Levi leu atentamente cada palavra do manuscrito. Apesar de pequeno, o pergaminho continha informações vastas e surpreendentes.

“Primeiramente, isso não é uma herança de feitiços como eu pensava, mas sim um legado dos descendentes de feiticeiros. Não há magias descritas, mas sim selos místicos — habilidades quase-feiticeiras ativadas por sangue e materiais, sem a necessidade de construir modelos mágicos por meditação. São, digamos, versões truncadas dos feitiços, talvez nem cheguem a ser considerados truques, mas, conforme o autor, se levados ao auge, podem superar os truques e rivalizar com magias formais.”

Além disso, o autor mencionava que, desde mil anos atrás, a força misteriosa chamada “maré mágica” começara a ressurgir neste continente, ainda que de forma lenta, dando origem a criaturas como os espíritos malignos — meros prenúncios do verdadeiro retorno da maré mágica. Os espíritos malignos são apenas os seres mais frágeis; o verdadeiro terror são aqueles que, durante a convergência dos planos, vêm diretamente de outros mundos, capazes até de desafiar os deuses do Plano Estelar.

Os deuses realmente existem, mas residem nesse chamado Plano Estelar — uma dimensão de puro poder espiritual, caótica e inacessível. Ali, os deuses são imortais, mas também prisioneiros, incapazes de descer ao mundo real, apenas tocando-o por breves instantes através de “pontes” erguidas por fiéis, como a própria Igreja, concedendo lampejos de poder divino.
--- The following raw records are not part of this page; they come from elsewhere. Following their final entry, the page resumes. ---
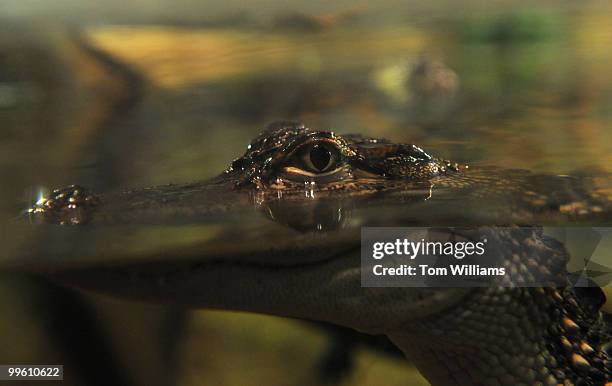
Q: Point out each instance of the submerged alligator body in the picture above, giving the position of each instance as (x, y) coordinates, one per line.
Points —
(325, 186)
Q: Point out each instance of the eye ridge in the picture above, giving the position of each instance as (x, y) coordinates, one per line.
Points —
(320, 157)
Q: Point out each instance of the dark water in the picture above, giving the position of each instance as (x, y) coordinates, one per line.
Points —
(514, 87)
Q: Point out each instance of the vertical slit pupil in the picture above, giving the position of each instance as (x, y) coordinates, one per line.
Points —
(320, 157)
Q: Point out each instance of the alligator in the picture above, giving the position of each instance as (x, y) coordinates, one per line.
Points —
(320, 187)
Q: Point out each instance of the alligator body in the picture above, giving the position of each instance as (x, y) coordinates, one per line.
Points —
(319, 188)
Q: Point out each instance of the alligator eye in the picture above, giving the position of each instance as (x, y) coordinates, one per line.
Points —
(320, 157)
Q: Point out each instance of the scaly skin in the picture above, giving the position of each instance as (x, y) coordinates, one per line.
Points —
(485, 336)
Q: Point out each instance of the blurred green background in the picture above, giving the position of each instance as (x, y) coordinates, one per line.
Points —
(118, 94)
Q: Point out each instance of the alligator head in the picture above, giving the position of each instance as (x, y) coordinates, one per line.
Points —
(467, 336)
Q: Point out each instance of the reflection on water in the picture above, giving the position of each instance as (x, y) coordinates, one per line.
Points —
(532, 91)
Os raros mortais aptos a canalizar esse poder são chamados de Santos.

Por fim, os feiticeiros existem, mas desapareceram muito antes dos registros históricos, exilando-se no chamado “Domínio dos Sem-Fé”, um lugar imune até ao poder dos deuses do Plano Estelar. Trata-se de um subespaço independente do nosso mundo, um refúgio utópico dos feiticeiros, talvez oculto a nossos olhos, mas próximo o suficiente.

As entradas para esse lugar poderiam ser um beco sem nome, uma cabana abandonada na floresta, um guarda-roupa esquecido, uma caverna submersa, um espelho antigo ou mesmo um livro de contos de fadas. Qualquer objeto aparentemente banal pode ser uma passagem para esse subespaço, mas apenas feiticeiros formais podem servir de guias para lá.

“As quatro grandes famílias de exorcistas — Winchester, Constantine, Van Helsing e Duncan — descendem dos mais poderosos feiticeiros do mundo, responsáveis por eliminar criaturas da maré mágica e buscar mortais promissores para encaminhá-los aos feiticeiros do Domínio dos Sem-Fé.”

“Infelizmente, os Duncan, conhecidos como ‘caçadores de monstros’, e os Van Helsing, ‘caçadores de vampiros’, desapareceram há mais de quinhentos anos, sem deixar vestígios. O mesmo parece estar acontecendo com os Winchester e os Constantine. Não se sabe se ainda restam descendentes dessas linhagens.”

Levi murmurou para si mesmo, sentindo que o caminho à frente se tornava mais claro.

Procurar diretamente os feiticeiros, como a bruxa Gulveig ou a senhora Rowlin, era praticamente impossível. Os descendentes das quatro grandes famílias eram, por outro lado, mais fáceis de encontrar.

Os últimos herdeiros das famílias Winchester e Constantine ainda foram vistos há pouco mais de cem anos; Levi acreditava que havia grandes chances de ainda existirem descendentes.

Com esse objetivo em mente, Levi sentiu o ânimo renovar-se. Voltou sua atenção aos métodos de cultivo dos quatro selos místicos descritos no manuscrito.

“Já que o painel de proficiência ignora a maldição sanguínea dos cavaleiros para aprender técnicas de respiração, acredito que posso cultivar esses selos também.”